Adam Townsend couldn’t resist making a few remarks. “My firm charged the donor only for my time. We thought we had a client who wished to preserve her anonymity, and so we told you. You didn’t ask for more. We’ve both been had. And your university is four hundred million dollars richer.”
“You don’t know that that was Russian money.”
“I said I didn’t. I said I suspect it was. You read newspapers and watch television. Hundreds of billions of dollars went through that bank in Estonia. Your university might have gotten some of it.”
“And might not. You don’t know.”
“No sir, I don’t. I am informing you because I feel I am ethically bound to do so. Even if you wanted to return the money, I have no idea to whom you would return it. That’s the nub of it.”

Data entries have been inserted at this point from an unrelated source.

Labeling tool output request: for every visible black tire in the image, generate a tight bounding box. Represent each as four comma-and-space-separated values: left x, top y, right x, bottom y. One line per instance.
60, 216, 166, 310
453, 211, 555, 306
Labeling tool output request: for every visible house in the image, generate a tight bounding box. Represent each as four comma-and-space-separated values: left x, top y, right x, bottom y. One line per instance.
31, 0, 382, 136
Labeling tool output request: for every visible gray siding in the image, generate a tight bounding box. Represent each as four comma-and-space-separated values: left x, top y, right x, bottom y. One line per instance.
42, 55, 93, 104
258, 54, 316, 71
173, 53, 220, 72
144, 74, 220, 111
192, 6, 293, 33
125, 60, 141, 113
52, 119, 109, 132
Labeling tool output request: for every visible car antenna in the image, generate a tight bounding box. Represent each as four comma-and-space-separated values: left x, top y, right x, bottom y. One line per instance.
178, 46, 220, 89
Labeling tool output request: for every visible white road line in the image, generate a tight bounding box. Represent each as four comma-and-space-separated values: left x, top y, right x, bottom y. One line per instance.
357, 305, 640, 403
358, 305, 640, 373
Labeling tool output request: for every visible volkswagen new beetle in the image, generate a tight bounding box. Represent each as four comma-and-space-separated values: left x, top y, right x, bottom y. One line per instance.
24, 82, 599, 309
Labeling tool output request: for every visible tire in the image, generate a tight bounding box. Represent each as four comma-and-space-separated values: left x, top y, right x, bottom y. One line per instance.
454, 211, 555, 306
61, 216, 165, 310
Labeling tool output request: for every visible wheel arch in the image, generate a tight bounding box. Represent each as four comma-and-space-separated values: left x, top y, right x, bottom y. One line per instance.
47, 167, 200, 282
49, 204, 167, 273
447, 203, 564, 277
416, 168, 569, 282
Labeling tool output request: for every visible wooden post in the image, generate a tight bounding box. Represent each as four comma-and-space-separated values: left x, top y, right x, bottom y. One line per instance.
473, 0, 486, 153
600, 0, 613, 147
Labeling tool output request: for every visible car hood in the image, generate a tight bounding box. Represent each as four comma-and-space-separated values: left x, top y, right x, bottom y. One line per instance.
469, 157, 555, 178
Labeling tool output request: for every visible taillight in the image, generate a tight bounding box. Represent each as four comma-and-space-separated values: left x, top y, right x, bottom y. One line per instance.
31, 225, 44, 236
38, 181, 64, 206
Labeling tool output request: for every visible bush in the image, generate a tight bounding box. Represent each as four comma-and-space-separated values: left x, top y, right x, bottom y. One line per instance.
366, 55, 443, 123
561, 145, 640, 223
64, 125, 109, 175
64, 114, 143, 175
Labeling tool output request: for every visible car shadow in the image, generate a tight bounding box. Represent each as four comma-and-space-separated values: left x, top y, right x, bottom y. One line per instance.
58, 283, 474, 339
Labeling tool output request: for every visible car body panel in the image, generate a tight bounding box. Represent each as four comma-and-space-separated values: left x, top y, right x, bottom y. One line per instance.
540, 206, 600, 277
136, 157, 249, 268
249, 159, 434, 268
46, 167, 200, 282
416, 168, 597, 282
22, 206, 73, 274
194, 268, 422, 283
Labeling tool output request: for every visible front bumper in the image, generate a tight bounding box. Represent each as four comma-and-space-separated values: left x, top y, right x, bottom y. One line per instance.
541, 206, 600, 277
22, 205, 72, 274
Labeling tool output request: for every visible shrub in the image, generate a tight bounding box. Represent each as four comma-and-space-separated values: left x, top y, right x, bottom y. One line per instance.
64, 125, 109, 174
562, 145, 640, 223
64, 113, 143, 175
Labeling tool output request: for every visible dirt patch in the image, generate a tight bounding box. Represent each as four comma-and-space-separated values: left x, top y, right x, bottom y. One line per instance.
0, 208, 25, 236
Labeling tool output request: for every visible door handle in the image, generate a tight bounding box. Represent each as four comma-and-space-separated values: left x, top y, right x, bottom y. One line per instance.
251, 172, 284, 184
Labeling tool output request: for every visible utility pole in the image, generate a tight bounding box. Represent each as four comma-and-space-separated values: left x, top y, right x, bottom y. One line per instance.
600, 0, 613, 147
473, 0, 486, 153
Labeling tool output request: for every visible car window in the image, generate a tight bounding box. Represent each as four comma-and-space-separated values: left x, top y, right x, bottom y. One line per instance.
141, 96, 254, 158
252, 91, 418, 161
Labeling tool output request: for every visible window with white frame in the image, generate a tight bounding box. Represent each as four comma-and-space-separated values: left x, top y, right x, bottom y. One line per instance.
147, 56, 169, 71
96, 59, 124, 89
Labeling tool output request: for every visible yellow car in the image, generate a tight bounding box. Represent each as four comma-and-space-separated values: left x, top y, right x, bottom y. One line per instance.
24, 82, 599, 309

The president calmed down. Townsend decided that the prospect of disgorging the funds was what had the president worried. If he did have to direct the school’s endowment treasurer to write a check, he would have to tell the board of trustees why he wanted to return the funds, and he certainly didn’t want to do that.
After talking it over with Townsend, the president reached a decision. “We’ll continue with business as usual until someone with a better right to the funds than we have demands them.”
After Townsend left, the president called the university’s lead attorney and made an appointment to see him.
No one was going to demand the funds be returned, the president decided. The money would be put to good use. He would talk to the attorney, but unless and until someone squawked, the less said about the donation the better.